Posts Tagged ‘genealogy’

Hungarian Genealogy Series

Posted on October 8th, 2020 by Liz

Sometimes important clues are found in old letters!

Researching Hungarian genealogy may have a lot twists and turns, but progress can be made!

Our new series of classes will take a deeper dive into Hungarian genealogy research resources and strategies with a live instructor.

In these four one-hour classes, you will:

  • Learn the overview of Hungarian history, including border changes and the general patterns of Hungarian migration to the United States;
  • Understand how to read Hungarian genealogy statistical (birth, marriage, and death) records and to use records to identify your Hungarian immigrant ancestors;
  • Discover which records and strategies are useful for researching Hungarian records in their village of origin in Hungary, even if the village is now outside of modern-day Hungary;
  • Learn strategies and resources for understanding records, including names, in the Hungarian language; and
  • Understand how to make the most of travel to Hungary for research and what you can do now to be more prepared when travel is easier.

One login device per registration. Sessions will not be recorded. When you sign up for all four sessions, you can join an identical, repeated session at no extra charge! For more information and to sign up CLICK HERE!
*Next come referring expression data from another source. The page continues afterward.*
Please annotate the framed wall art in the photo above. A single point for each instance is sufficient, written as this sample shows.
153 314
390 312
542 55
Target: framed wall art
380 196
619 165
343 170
If you have signed up for Week 2 of our e-newsletter, which covers genealogy as one of its topics, you are welcome to join our private Facebook group Magyar Living Genealogy Group just be sure to register with the same email where you receive the e-newsletter. If you need help with a translation or have genealogy related questions, this is the place to be!

About Laszlo (Les) Josa:

Laszlo has spent 30 years and countless hours researching his ancestors and has discovered quite a few surprises! Laszlo was born in Balatonalmadi, Veszprem, Hungary in 1944 and left Hungary when he was 7 months old with his sister and parents on March 30th, which was Good Friday. Laszlo and his family ended up in Passau, Germany, on April 9th and stayed in a refugee camp for six years. Then Laszlo, his four siblings, and his parents arrive in the U.S. in September 1951 when he was 7 years old. Laszlo grew up speaking Hungarian and knows his way around the resources!